Christine Chivallon, quant à elle, évoque le motif de « réseau » ou du « segment communautaire » pour définir le fait migratoire antillais. En effet, les différentes formes de regroupement, aussi diverses et changeantes soient-elles, peuvent être considérées comme des « segments communautaires » à travers lesquels se jouent des liens communautaires. Ces segments sont les lieux d’expression et de renouvellement de l’identité antillaise, une identité basée donc sur le multiple, sur la relation. Dans la migration, plus encore qu’aux Antilles, l’identité antillaise semble construit dans la relation, comme l’a pensé Glissant. En effet, l’originalité des constructions identitaires antillaises dans la migration réside dans le fait qu’elles ne consistent ni en une survalorisation des éléments culturels originaux, ni en leur abandon au profit de l’appropriation de la culture de la société d’accueil, ni en un syncrétisme des différents systèmes de références. L’identité antillaise se constitue au contraire dans la relation entre les individus au sein de réseaux communautaires disparates.

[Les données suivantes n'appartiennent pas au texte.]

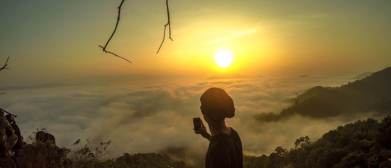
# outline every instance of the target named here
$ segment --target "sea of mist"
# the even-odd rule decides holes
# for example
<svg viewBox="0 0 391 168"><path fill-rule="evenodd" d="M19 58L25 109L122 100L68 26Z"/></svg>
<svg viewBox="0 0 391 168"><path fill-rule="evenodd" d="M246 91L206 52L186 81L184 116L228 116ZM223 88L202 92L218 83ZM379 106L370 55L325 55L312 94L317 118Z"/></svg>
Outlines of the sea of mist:
<svg viewBox="0 0 391 168"><path fill-rule="evenodd" d="M296 139L306 135L315 141L338 125L372 117L368 113L348 118L295 116L271 122L253 118L262 113L279 113L313 87L339 86L354 80L337 77L213 80L140 77L117 81L102 77L89 83L93 80L74 79L34 89L9 87L4 88L7 93L2 95L0 105L18 116L16 120L25 139L36 128L46 128L60 147L69 147L79 139L92 145L111 140L108 157L125 152L165 153L187 163L203 161L206 152L208 141L194 134L192 118L202 118L199 97L211 87L224 89L233 100L235 116L226 122L239 133L248 155L269 155L278 146L292 148Z"/></svg>

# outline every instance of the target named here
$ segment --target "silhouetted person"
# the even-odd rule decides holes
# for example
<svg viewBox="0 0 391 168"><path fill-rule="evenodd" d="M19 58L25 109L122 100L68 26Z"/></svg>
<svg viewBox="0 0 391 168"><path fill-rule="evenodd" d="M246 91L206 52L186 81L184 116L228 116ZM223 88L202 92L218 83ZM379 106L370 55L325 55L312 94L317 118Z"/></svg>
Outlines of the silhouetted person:
<svg viewBox="0 0 391 168"><path fill-rule="evenodd" d="M23 144L23 137L20 135L20 130L19 129L19 126L16 125L16 122L15 121L14 117L10 114L7 114L5 115L5 117L7 118L7 120L8 121L11 127L15 131L15 134L18 137L18 141L16 142L16 144L15 145L13 148L25 147L25 145Z"/></svg>
<svg viewBox="0 0 391 168"><path fill-rule="evenodd" d="M237 132L225 125L225 118L235 115L233 101L221 89L212 88L201 96L201 113L208 123L210 135L202 126L196 133L209 140L205 158L206 168L242 168L243 150Z"/></svg>
<svg viewBox="0 0 391 168"><path fill-rule="evenodd" d="M11 149L18 141L18 136L14 133L14 129L4 116L4 113L0 110L0 154L14 156L15 153Z"/></svg>

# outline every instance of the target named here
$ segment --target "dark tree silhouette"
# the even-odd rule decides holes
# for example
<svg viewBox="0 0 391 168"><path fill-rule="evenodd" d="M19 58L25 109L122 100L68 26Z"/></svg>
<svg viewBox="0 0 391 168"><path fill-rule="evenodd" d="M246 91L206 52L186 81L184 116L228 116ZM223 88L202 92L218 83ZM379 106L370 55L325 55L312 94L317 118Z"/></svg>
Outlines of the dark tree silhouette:
<svg viewBox="0 0 391 168"><path fill-rule="evenodd" d="M120 56L117 54L106 50L106 48L107 47L107 45L109 44L109 43L111 39L111 38L113 38L113 36L115 33L115 31L117 30L117 27L118 27L118 23L120 22L120 16L121 14L121 7L122 7L122 4L124 4L124 1L125 0L122 0L122 1L121 2L121 4L120 4L119 6L118 7L118 16L117 17L117 22L115 23L115 27L114 28L114 30L113 31L113 33L111 34L111 36L110 36L110 38L109 38L109 39L108 40L107 42L106 42L106 44L104 45L104 47L100 45L99 45L98 46L103 49L103 51L104 52L105 52L106 53L111 54L115 55L116 57L119 57L120 58L122 58L122 59L124 59L130 63L132 63L131 62L129 61L129 60L126 59L125 58ZM164 39L166 37L166 28L167 28L167 26L169 26L169 38L170 39L171 39L172 41L174 41L174 40L173 40L171 37L171 23L170 22L170 11L169 8L169 0L166 0L166 6L167 7L167 24L164 25L164 32L163 33L163 39L161 41L161 43L160 44L160 46L159 46L159 49L158 50L158 52L156 52L156 54L159 53L159 51L160 50L160 48L161 48L161 45L163 45L163 43L164 42Z"/></svg>
<svg viewBox="0 0 391 168"><path fill-rule="evenodd" d="M2 67L2 68L0 68L0 71L1 71L2 70L4 70L4 69L10 69L10 68L6 68L7 66L8 65L8 64L7 64L7 63L8 62L8 59L9 59L9 56L8 56L8 58L7 59L7 61L5 61L5 63L4 64L4 66L3 66L3 67ZM4 92L4 93L0 93L0 95L1 95L2 94L4 94L4 93L7 93L7 92ZM11 114L12 116L14 116L15 117L16 117L16 116L14 115L13 114L12 114L11 113L10 113L9 112L8 112L8 111L6 111L4 110L4 109L2 109L1 108L0 108L0 111L3 111L4 113L9 114Z"/></svg>

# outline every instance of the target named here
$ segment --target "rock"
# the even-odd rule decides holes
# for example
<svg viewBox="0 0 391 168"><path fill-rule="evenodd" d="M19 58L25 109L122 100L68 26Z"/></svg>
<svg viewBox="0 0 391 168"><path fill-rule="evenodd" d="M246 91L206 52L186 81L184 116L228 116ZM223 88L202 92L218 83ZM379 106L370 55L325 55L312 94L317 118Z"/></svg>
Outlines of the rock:
<svg viewBox="0 0 391 168"><path fill-rule="evenodd" d="M70 168L72 163L67 159L69 149L60 148L54 143L54 137L40 131L36 143L28 147L13 150L12 158L0 157L0 168Z"/></svg>
<svg viewBox="0 0 391 168"><path fill-rule="evenodd" d="M14 150L16 166L19 168L50 168L49 149L45 147L34 147Z"/></svg>
<svg viewBox="0 0 391 168"><path fill-rule="evenodd" d="M56 144L56 139L54 136L48 133L43 131L39 131L35 134L35 140L42 142L47 145Z"/></svg>
<svg viewBox="0 0 391 168"><path fill-rule="evenodd" d="M16 165L12 158L8 156L0 157L0 168L16 168Z"/></svg>

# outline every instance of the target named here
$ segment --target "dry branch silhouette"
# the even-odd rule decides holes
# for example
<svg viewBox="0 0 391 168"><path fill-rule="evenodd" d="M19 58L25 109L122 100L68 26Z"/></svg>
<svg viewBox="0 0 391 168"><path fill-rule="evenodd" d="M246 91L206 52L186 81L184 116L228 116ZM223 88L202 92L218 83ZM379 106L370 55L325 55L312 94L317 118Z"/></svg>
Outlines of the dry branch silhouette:
<svg viewBox="0 0 391 168"><path fill-rule="evenodd" d="M4 70L4 69L9 69L9 68L5 68L5 67L7 66L7 65L8 65L8 64L7 64L7 63L8 62L8 59L9 59L9 56L8 56L8 58L7 59L7 61L5 61L5 63L4 64L4 66L3 66L2 68L0 68L0 71L1 71L2 70ZM2 94L4 94L4 93L7 93L7 92L0 93L0 95L1 95Z"/></svg>
<svg viewBox="0 0 391 168"><path fill-rule="evenodd" d="M0 71L1 71L2 70L4 70L4 69L9 69L9 68L5 68L5 67L7 66L7 65L8 65L8 64L7 64L7 63L8 62L8 59L9 59L9 56L8 56L8 58L7 59L7 61L5 61L5 63L4 64L4 66L3 66L2 68L0 68Z"/></svg>
<svg viewBox="0 0 391 168"><path fill-rule="evenodd" d="M106 44L104 45L104 47L100 45L99 45L98 46L101 47L103 49L103 51L104 52L105 52L106 53L109 53L111 54L115 55L116 57L119 57L120 58L122 58L122 59L127 61L127 62L129 62L130 63L132 63L131 62L129 61L129 60L128 60L125 59L123 57L119 56L118 55L117 55L109 51L106 51L106 47L107 47L107 45L109 44L109 42L110 40L111 39L111 38L113 38L113 36L114 36L114 34L115 33L115 31L117 30L117 27L118 27L118 23L120 22L120 15L121 14L121 7L122 6L122 4L124 4L124 1L125 1L125 0L122 0L122 1L121 2L121 4L120 4L119 6L118 7L118 17L117 18L117 23L115 24L115 28L114 28L114 31L113 31L113 33L111 34L111 36L110 36L110 38L109 38L109 40L107 41L107 42L106 43Z"/></svg>
<svg viewBox="0 0 391 168"><path fill-rule="evenodd" d="M122 0L122 1L121 2L121 4L120 4L119 6L118 7L118 17L117 17L117 23L115 24L115 27L114 28L114 30L113 31L113 33L111 34L111 36L110 36L110 38L109 38L109 39L107 41L107 42L106 42L106 44L104 45L104 47L100 45L99 45L98 46L100 47L100 48L102 48L102 49L103 49L103 51L104 52L105 52L106 53L108 53L111 54L115 55L116 57L119 57L120 58L126 60L130 63L132 63L131 62L129 61L129 60L126 59L123 57L120 57L118 56L118 55L113 53L113 52L106 50L106 48L107 47L107 45L109 44L109 43L110 42L110 41L111 40L111 38L113 38L113 36L114 35L114 34L115 33L115 31L117 30L117 27L118 27L118 23L120 22L120 15L121 14L121 7L122 7L122 4L124 4L124 1L125 1L125 0ZM159 46L159 49L158 50L158 52L156 52L156 54L158 54L159 52L159 51L160 50L160 48L161 48L161 45L163 45L163 43L164 42L164 39L166 37L166 28L167 28L167 26L169 26L169 38L170 39L171 39L172 41L174 41L174 40L173 40L171 37L171 23L170 22L170 10L169 7L169 0L166 0L166 6L167 7L167 24L164 25L164 32L163 33L163 40L161 41L161 43L160 44L160 46Z"/></svg>
<svg viewBox="0 0 391 168"><path fill-rule="evenodd" d="M163 42L164 42L164 39L166 37L166 27L167 25L169 26L169 37L170 38L170 39L171 39L173 41L174 41L174 40L171 38L171 23L170 23L170 10L169 9L169 0L166 0L166 5L167 6L167 24L164 25L163 40L161 41L161 44L160 44L160 46L159 47L159 49L158 50L158 52L156 52L156 54L158 54L159 52L159 51L160 50L160 48L161 47L161 45L163 45Z"/></svg>

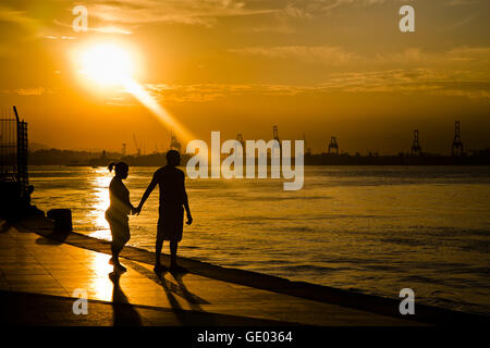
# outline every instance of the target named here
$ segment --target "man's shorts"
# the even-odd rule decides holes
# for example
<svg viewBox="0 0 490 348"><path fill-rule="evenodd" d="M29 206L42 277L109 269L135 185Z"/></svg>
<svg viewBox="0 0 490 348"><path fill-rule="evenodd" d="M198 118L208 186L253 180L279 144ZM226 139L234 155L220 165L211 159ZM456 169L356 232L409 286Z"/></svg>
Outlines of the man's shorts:
<svg viewBox="0 0 490 348"><path fill-rule="evenodd" d="M184 229L184 208L182 203L164 203L159 208L157 238L181 241Z"/></svg>

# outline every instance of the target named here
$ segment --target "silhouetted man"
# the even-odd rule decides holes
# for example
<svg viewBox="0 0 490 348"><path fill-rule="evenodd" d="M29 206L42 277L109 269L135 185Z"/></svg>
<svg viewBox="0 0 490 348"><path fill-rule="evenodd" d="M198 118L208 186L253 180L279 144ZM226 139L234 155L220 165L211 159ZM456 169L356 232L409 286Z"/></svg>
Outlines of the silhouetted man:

On peut voir, enfin, dans la migration des populations antillaises la résurgence de chocs anciens, de processus de stigmatisation et de domination déjà subis. Leurs stratégies identitaires reflètent la volonté de ne pas revivre les mêmes rapports de domination (James, 1993 ; Chivallon, 1995). Au lieu de se réfugier dans les normes, les pratiques et les valeurs d’origine et de s’incarner dans une différence revendiquée comme c’est le cas en ce qui concerne la plupart des migrants d’autres origines, l’identité antillaise se tapit dans des segments communautaires, discontinus qui ne peuvent être identifiés comme porteurs d’une identité spécifique et qui ne sont donc pas stigmatisés. Ainsi la population concernée évite de se soustraire au processus d’enfermement dans une identité construite et assignée par la société environnante.